Джибута продул трубку, спрятал за пояс.
А ты, Михей, утром на подковы своей кобылки посмотри. На каждой – орловчанский кондор крылья раскинул. Заезжему-то такие подковы во что встанут?
4
Старик проскрипел ступеньками, поднялся наверх. Заглянул мельком в опочивальню – спят младшие, забот не ведают. Полез дальше. Там, наверху, и воздух свежей, и звезды ближе – все не одному ночь коротать. Нашел на ощупь, зажег свечу. Свечи Джибута любил – хоть и тускл свет, мерцает на сквозняках, а писать легче. В лампе сердца нет. Мертвая она. А пламя свечное дрожит – как душа человеческая трепещет. Строки на пергамент сами ложатся, из-под пера убегают.

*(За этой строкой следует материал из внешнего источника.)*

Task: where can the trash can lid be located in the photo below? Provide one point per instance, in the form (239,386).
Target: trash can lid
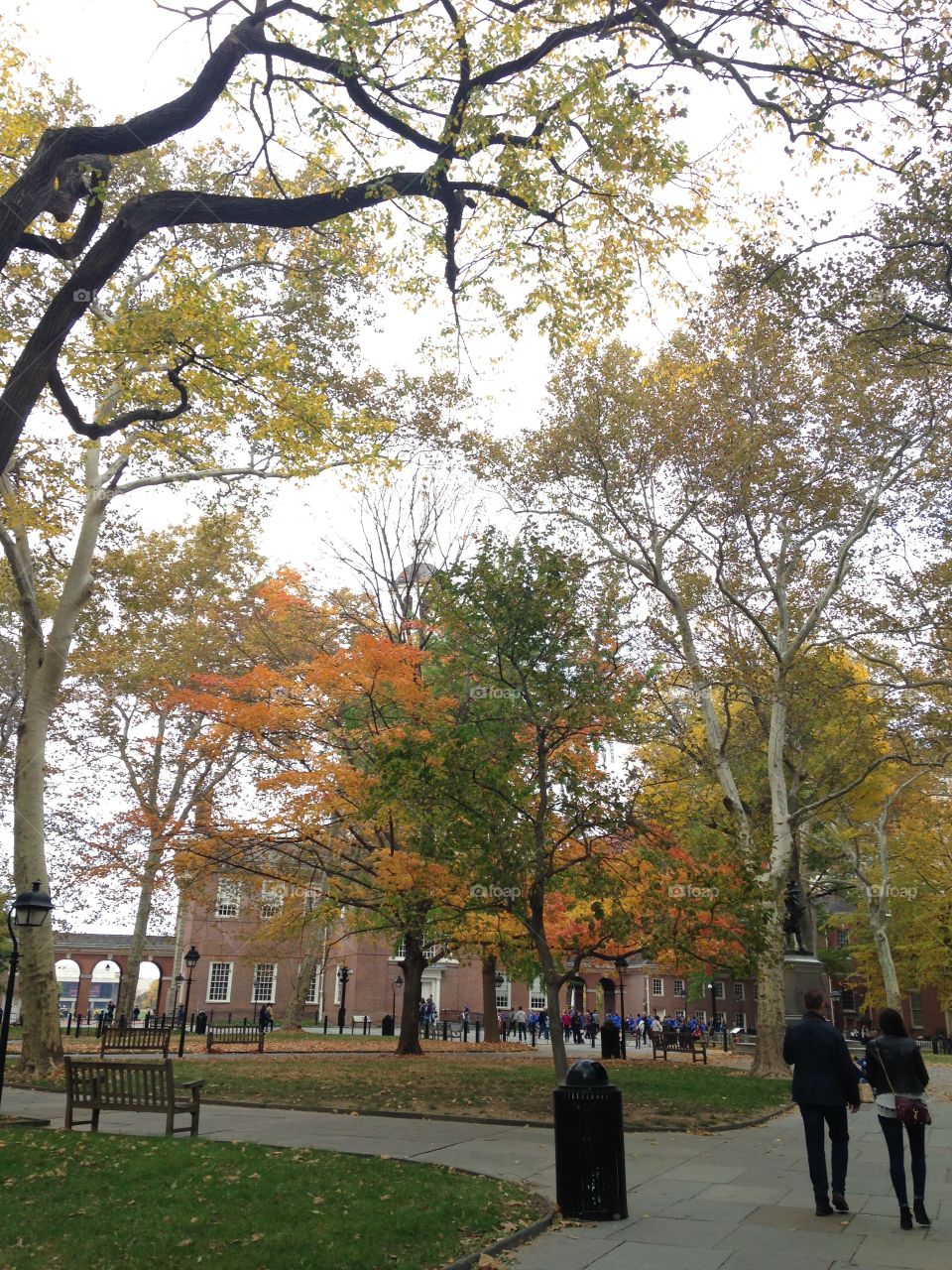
(587,1071)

Не спать сегодня Джибуте. Отоспал. В зеркале свеча отражается, мигает. И Джибута в нем отражается. Который век. Только с отражением и говорит. Правда, молчалив собеседник, оно и лучше – дурного не посоветует. Джибута привык – сам говорит, сам отвечает.
– Третий ученик, Джибута?
– Третий.
– Долго ждал. Или не хотел?
– Кто знает… Может, и ждал.
– Келло, Словорад, теперь Лан-орлович? Все сначала?
– Все с начала.
Сказать легко. Джибута стоял, смотрел в зеркальную глубь, думал, вспоминал день…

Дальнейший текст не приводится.